Siapa Bertanggung Jawab Biayai Pengungsi Rohingya di Indonesia?

Serangan bersenjata dan pelanggaran hak asasi manusia yang meluas sejak Agustus 2017 mendorong hampir satu juta pengungsi Rohingya meninggalkan Myanmar, mencari perlindungan di negara tetangga, Bangladesh. Pengungsi Rohingya, yang sebagian besar tinggal di Cox’s Bazar, menghadapi tantangan kemanusiaan yang signifikan, dan kini muncul pertanyaan mendesak: Siapa yang seharusnya bertanggung jawab membiayai mereka?

Rohingya menjadi korban pelanggaran yang sistematis di Myanmar. Kelompok etnis ini, yang telah hidup di negara tersebut selama berabad-abad, tidak diakui sebagai warga negara dan kehilangan hak-hak dasar mereka sejak undang-undang kewarganegaraan tahun 1982. Hal ini menjadikan mereka populasi tanpa kewarganegaraan terbesar di dunia.
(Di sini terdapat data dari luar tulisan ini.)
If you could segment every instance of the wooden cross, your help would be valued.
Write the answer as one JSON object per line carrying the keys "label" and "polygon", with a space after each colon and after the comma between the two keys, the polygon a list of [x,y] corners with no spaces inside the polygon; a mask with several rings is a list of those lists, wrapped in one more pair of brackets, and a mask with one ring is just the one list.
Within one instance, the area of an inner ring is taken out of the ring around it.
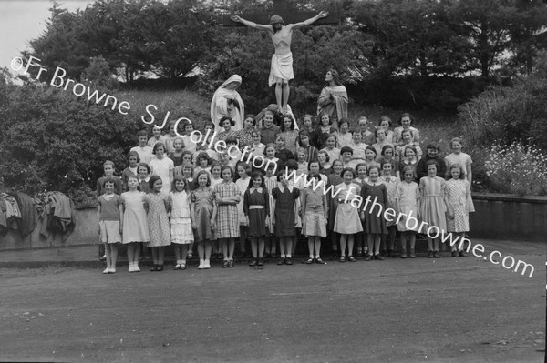
{"label": "wooden cross", "polygon": [[[339,4],[332,2],[328,9],[322,9],[328,11],[328,16],[321,18],[314,23],[315,25],[323,24],[338,24],[341,19],[341,11]],[[294,11],[289,11],[287,9],[286,0],[274,0],[274,12],[272,14],[261,14],[261,13],[245,13],[238,14],[245,20],[250,20],[256,24],[270,24],[270,17],[274,15],[280,15],[283,17],[283,21],[285,25],[300,23],[317,15],[316,12],[302,12],[297,13]],[[233,14],[227,14],[222,15],[222,21],[223,26],[245,26],[242,23],[233,22],[230,19],[230,16]]]}

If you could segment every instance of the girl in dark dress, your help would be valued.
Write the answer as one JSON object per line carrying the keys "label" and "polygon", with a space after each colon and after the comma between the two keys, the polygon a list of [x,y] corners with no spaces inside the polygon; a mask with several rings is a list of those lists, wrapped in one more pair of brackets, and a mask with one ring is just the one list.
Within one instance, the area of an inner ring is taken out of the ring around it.
{"label": "girl in dark dress", "polygon": [[281,186],[272,190],[275,199],[275,236],[279,237],[281,259],[277,265],[293,265],[293,237],[296,236],[296,216],[294,203],[300,197],[300,189],[289,187],[289,180],[284,172],[280,172],[277,178]]}
{"label": "girl in dark dress", "polygon": [[264,236],[266,235],[266,217],[270,216],[268,190],[261,173],[251,176],[249,188],[243,195],[243,212],[248,218],[247,236],[251,237],[253,262],[249,266],[263,266]]}

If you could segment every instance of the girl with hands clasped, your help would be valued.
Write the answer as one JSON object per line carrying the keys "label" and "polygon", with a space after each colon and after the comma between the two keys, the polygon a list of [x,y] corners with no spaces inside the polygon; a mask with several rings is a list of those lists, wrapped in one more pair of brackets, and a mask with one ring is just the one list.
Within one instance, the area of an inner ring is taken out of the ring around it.
{"label": "girl with hands clasped", "polygon": [[264,186],[264,177],[259,172],[251,176],[249,187],[243,196],[243,211],[249,220],[248,235],[251,237],[253,261],[251,267],[264,266],[264,236],[266,218],[270,216],[270,197]]}
{"label": "girl with hands clasped", "polygon": [[320,252],[321,238],[326,237],[326,196],[321,188],[314,190],[314,184],[318,186],[321,181],[321,176],[318,173],[310,173],[306,177],[308,181],[315,179],[315,182],[311,183],[300,195],[303,213],[302,234],[308,237],[308,251],[310,253],[305,263],[325,264],[321,259]]}
{"label": "girl with hands clasped", "polygon": [[[419,187],[414,181],[414,167],[405,166],[403,168],[403,181],[398,183],[395,192],[395,205],[401,217],[397,225],[401,234],[401,258],[407,258],[407,237],[410,239],[410,258],[416,258],[414,246],[416,244],[416,232],[418,232],[418,219],[419,219]],[[414,217],[417,221],[410,219]],[[398,218],[398,215],[397,215]]]}
{"label": "girl with hands clasped", "polygon": [[150,271],[163,271],[163,257],[165,247],[170,245],[170,226],[167,212],[169,200],[167,194],[161,190],[163,182],[161,177],[152,176],[149,181],[151,192],[144,197],[145,209],[148,212],[149,232],[150,242],[148,247],[152,247],[154,267]]}
{"label": "girl with hands clasped", "polygon": [[[451,179],[447,181],[448,201],[450,206],[447,219],[447,231],[459,236],[461,241],[465,233],[470,231],[470,212],[475,211],[471,201],[471,186],[465,177],[463,166],[458,163],[452,164],[449,173]],[[467,254],[463,249],[458,251],[456,244],[454,244],[452,257],[457,257],[458,256],[466,257]]]}
{"label": "girl with hands clasped", "polygon": [[[146,165],[146,164],[145,164]],[[121,194],[123,206],[123,244],[128,245],[129,272],[139,272],[139,255],[142,242],[150,242],[150,237],[144,209],[144,192],[139,191],[138,176],[128,178],[129,192]]]}
{"label": "girl with hands clasped", "polygon": [[172,190],[169,194],[169,206],[171,212],[170,237],[177,260],[175,269],[186,269],[188,247],[193,243],[194,218],[190,209],[188,182],[182,176],[175,176],[173,180]]}
{"label": "girl with hands clasped", "polygon": [[224,256],[222,268],[233,267],[233,250],[235,238],[239,237],[240,224],[237,205],[242,196],[233,182],[233,170],[228,166],[221,169],[222,182],[214,187],[217,215],[215,230]]}
{"label": "girl with hands clasped", "polygon": [[[419,190],[421,193],[420,217],[422,224],[428,226],[427,229],[420,230],[421,233],[428,235],[428,247],[429,253],[428,258],[439,258],[439,243],[440,242],[440,234],[447,230],[447,218],[445,213],[452,216],[454,211],[452,206],[449,204],[447,183],[442,177],[437,176],[437,162],[428,160],[428,176],[419,180]],[[435,231],[437,229],[437,231]],[[431,237],[431,236],[436,236]]]}
{"label": "girl with hands clasped", "polygon": [[107,177],[102,184],[105,194],[97,198],[97,217],[98,219],[98,234],[100,241],[105,244],[107,253],[107,268],[103,274],[116,272],[118,259],[118,244],[121,242],[123,232],[123,209],[121,197],[114,194],[116,181]]}
{"label": "girl with hands clasped", "polygon": [[196,176],[198,188],[191,192],[192,227],[195,231],[195,241],[198,244],[200,256],[199,269],[211,268],[211,241],[215,238],[215,219],[217,207],[214,203],[214,192],[210,187],[209,173],[205,170]]}

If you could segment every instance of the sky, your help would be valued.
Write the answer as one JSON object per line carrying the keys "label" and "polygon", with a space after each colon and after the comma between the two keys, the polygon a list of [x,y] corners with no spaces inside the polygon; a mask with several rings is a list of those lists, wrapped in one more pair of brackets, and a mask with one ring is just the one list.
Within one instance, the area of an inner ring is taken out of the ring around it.
{"label": "sky", "polygon": [[[68,11],[85,9],[89,0],[59,0]],[[50,0],[0,0],[0,68],[10,67],[11,60],[29,48],[29,41],[46,30]]]}

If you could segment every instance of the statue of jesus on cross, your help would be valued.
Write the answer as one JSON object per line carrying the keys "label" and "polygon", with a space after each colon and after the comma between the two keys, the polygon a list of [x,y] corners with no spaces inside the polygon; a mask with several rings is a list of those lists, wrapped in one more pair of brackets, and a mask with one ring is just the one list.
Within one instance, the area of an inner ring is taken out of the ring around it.
{"label": "statue of jesus on cross", "polygon": [[274,15],[270,18],[270,24],[263,25],[254,22],[245,20],[238,15],[232,15],[231,19],[234,22],[242,23],[246,26],[266,30],[272,37],[275,54],[272,56],[272,66],[270,68],[270,78],[268,84],[270,86],[275,84],[275,98],[277,100],[278,109],[284,113],[289,101],[289,80],[294,78],[293,73],[293,54],[291,53],[291,38],[293,30],[314,24],[322,17],[326,17],[328,13],[322,11],[315,16],[300,23],[284,25],[283,18],[279,15]]}

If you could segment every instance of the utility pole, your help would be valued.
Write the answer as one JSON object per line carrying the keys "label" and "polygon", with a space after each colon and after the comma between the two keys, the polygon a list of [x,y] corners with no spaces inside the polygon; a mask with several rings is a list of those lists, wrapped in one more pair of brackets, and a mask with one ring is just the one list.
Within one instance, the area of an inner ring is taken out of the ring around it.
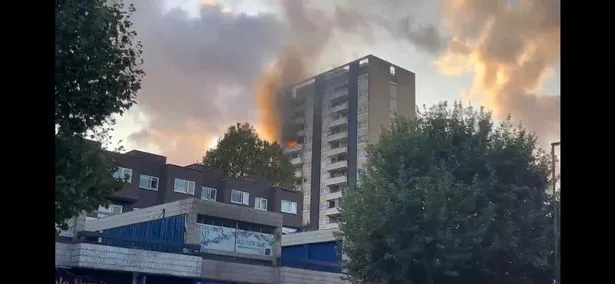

Situasi ini mendorong ribuan orang untuk melarikan diri dari kekerasan yang melanda daerah asal mereka dan mencari kehidupan yang lebih baik, meskipun rute pelarian sering kali sangat berbahaya.

Data dari UN Refugees menunjukkan bahwa lebih dari 95 persen rumah tangga Rohingya di Bangladesh bergantung sepenuhnya pada bantuan kemanusiaan. Dalam konteks ini, penting untuk mempertimbangkan siapa yang bertanggung jawab atas biaya bantuan tersebut. Berikut adalah beberapa poin penting mengenai tanggung jawab dalam membiayai pengungsi Rohingya:

  1. Pemerintah Bangladesh: Sebagai negara tempat pengungsi mencari perlindungan, Bangladesh memiliki tanggung jawab untuk memberikan dukungan kemanusiaan. Namun, kapasitas pemerintah dibatasi oleh keterbatasan sumber daya, terutama mengingat kamp-kamp yang dipenuhi pengungsi. Oleh karena itu, dukungan finansial internasional sangat penting.

  2. Negara-negara donor: Negara-negara kaya harus berperan aktif dalam mendukung kebutuhan pengungsi Rohingya. Selama ini, ada ketergantungan yang tinggi pada bantuan luar negeri untuk memenuhi kebutuhan dasar seperti makanan, air bersih, dan perlindungan. Sebagai contoh, banyak negara donor, termasuk Jepang dan Uni Eropa, telah memberikan dana untuk bantuan kemanusiaan di Bangladesh.

  3. Organisasi Internasional: Lembaga seperti United Nations High Commissioner for Refugees (UNHCR) dan organisasi non-pemerintah lainnya juga harus mempertahankan komitmen untuk membantu pengungsi. Kegiatan UNHCR mencakup pendaftaran pengungsi, pemberian perlindungan, dan penyediaan layanan kesehatan. Dukungan mereka sangat krusial, tetapi setelah bencana seperti badai dan banjir, akses dana sering kali menjadi tantangan tersendiri.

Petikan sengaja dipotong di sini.